Hospitals looking to improve patient outcomes and manage rising costs benefit most from analytics platforms that can identify high-cost patients early, reveal the underlying drivers of avoidable utilization, and track chronic conditions in real time. Since 5-10% of patients typically account for the majority of spending, solutions like Kodjin help care teams surface these members instantly and understand why costs are escalating, whether due to ER overuse, unmanaged comorbidities, or gaps in care.
It’s important that clinical, operational, and financial data can be combined consistently, and that reports can be adapted as guidelines or internal priorities change. Solutions like Kodjin provide a semantic layer and natural-language interface that make it easy to build custom views (from chronic-care gaps to episode-level cost comparisons), while ensuring that every report is grounded in the same validated, FHIR-based data foundation.
Advanced analytics offers more than healthcare analytics solutions for reporting.
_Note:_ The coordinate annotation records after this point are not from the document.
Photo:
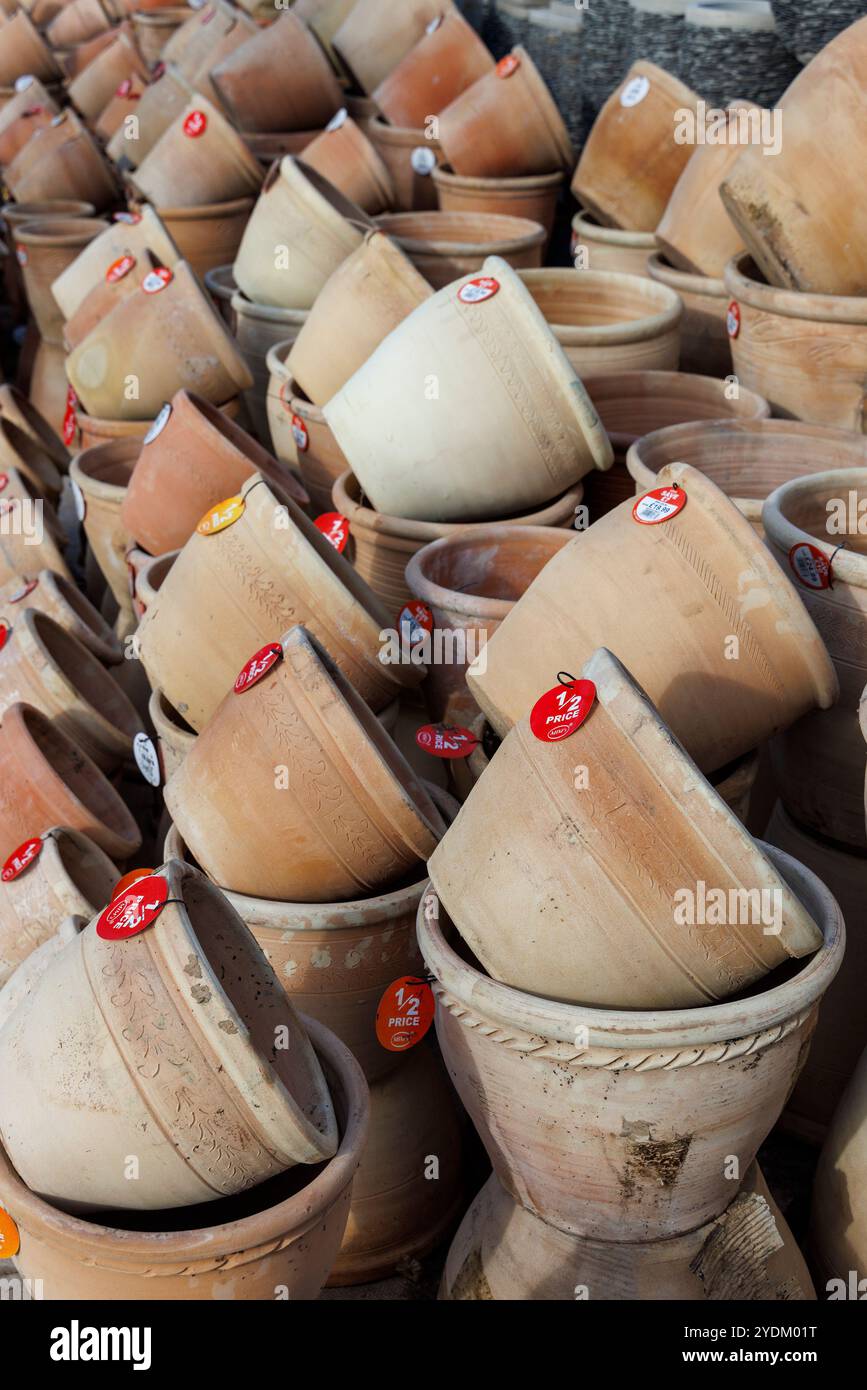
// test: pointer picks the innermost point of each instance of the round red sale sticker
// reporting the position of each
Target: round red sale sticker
(405, 1014)
(134, 909)
(562, 710)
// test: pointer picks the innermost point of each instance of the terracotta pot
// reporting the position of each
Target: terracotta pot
(311, 221)
(49, 780)
(252, 81)
(352, 809)
(699, 578)
(71, 876)
(635, 1108)
(364, 299)
(778, 335)
(506, 124)
(410, 157)
(231, 592)
(377, 34)
(343, 154)
(443, 246)
(513, 437)
(196, 459)
(446, 60)
(284, 1235)
(819, 765)
(147, 338)
(261, 1107)
(506, 1253)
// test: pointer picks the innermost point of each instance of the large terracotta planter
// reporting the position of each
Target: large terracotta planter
(631, 161)
(71, 876)
(364, 299)
(231, 592)
(298, 211)
(49, 780)
(284, 1236)
(349, 818)
(518, 428)
(228, 1112)
(635, 1108)
(807, 353)
(696, 580)
(506, 124)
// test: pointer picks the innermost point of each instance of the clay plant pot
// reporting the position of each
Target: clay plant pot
(655, 1176)
(231, 592)
(525, 434)
(45, 250)
(45, 666)
(364, 299)
(443, 246)
(607, 938)
(343, 154)
(49, 780)
(695, 232)
(699, 577)
(607, 321)
(253, 88)
(778, 335)
(300, 230)
(263, 1108)
(71, 876)
(147, 337)
(57, 598)
(282, 1235)
(448, 59)
(350, 816)
(196, 458)
(471, 580)
(819, 763)
(506, 124)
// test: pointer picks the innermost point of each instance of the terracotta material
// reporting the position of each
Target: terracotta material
(506, 124)
(49, 780)
(71, 876)
(518, 428)
(231, 592)
(624, 1097)
(197, 458)
(316, 225)
(359, 827)
(364, 299)
(695, 580)
(281, 1236)
(807, 353)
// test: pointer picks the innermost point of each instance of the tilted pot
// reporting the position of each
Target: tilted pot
(696, 580)
(346, 818)
(518, 428)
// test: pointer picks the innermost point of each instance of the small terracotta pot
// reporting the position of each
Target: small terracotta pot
(49, 780)
(631, 160)
(506, 1050)
(261, 1107)
(196, 458)
(364, 299)
(228, 594)
(309, 220)
(506, 124)
(352, 811)
(709, 551)
(518, 428)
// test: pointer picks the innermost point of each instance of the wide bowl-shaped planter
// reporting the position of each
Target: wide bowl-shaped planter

Unlike traditional BI tools that track historical KPIs and static dashboards, advanced analytics helps you understand why things happen and model different scenarios. In healthcare, this means not just viewing data, but interpreting it through a clinical, financial, or operational point of view, for example, identifying at-risk patients across time.
Longitudinal analytics helps you see the full story of a patient or population over time. Instead of isolated events, it connects data points – diagnoses, lab results, treatments – into timelines that show trends, gaps, and progress. This approach is key to understanding care quality, treatment outcomes, and long-term costs, and is used in the best healthcare analytics software.
Pathway clinical analytics software maps out how patients move through the healthcare system: from diagnosis to treatment and follow-up. It shows which paths are typical, where delays or drop-offs occur, and what leads to better outcomes.
Temporal analytics focuses on the “when.” It looks at the timing and sequence of events like how long it took between diagnosis and surgery, or what happened within 30 days of discharge. In clinical and financial settings, such healthcare data analytics solutions help detect early warnings, monitor standards of care, and spot patterns that impact results.
Cohort-based data analytics solutions for healthcare groups patients with shared traits — like condition, age, or treatment type — so you can study how those groups behave over time. It’s used for clinical trials, population health, and care optimization, helping you understand what works for whom, and when.
Kodjin healthcare data analytics software brings a new level of flexibility powered by an agentic LLM. Instead of rigid dashboards or waiting on analysts, users can ask questions in natural language and instantly get the right reports. This AI-driven interaction bridges the gap between teams and data, making analytics accessible for clinicians, managers, and researchers alike, without needing technical expertise or SQL skills.
Yes, but not out of the box. While FHIR is ideal for storing and exchanging healthcare data in a standardized way, its deeply nested and fragmented structure makes it hard to use for analytics directly. Kodjin Analytics solves this by transforming FHIR records into streamlined, analysis-ready datasets and then into intuitive business concepts that are easy to explore, reason with, and act on.
It marks a true paradigm shift. Kodjin’s semantic layer transforms raw, fragmented healthcare data into clear business concepts like “patient,” “episode of care,” or “treatment phase.” This lets clinicians, managers, and analysts speak the same language and work together without technical translation. With Kodjin, medical analytics software becomes not just accessible, but truly collaborative, turning complexity into clarity and data into decisions.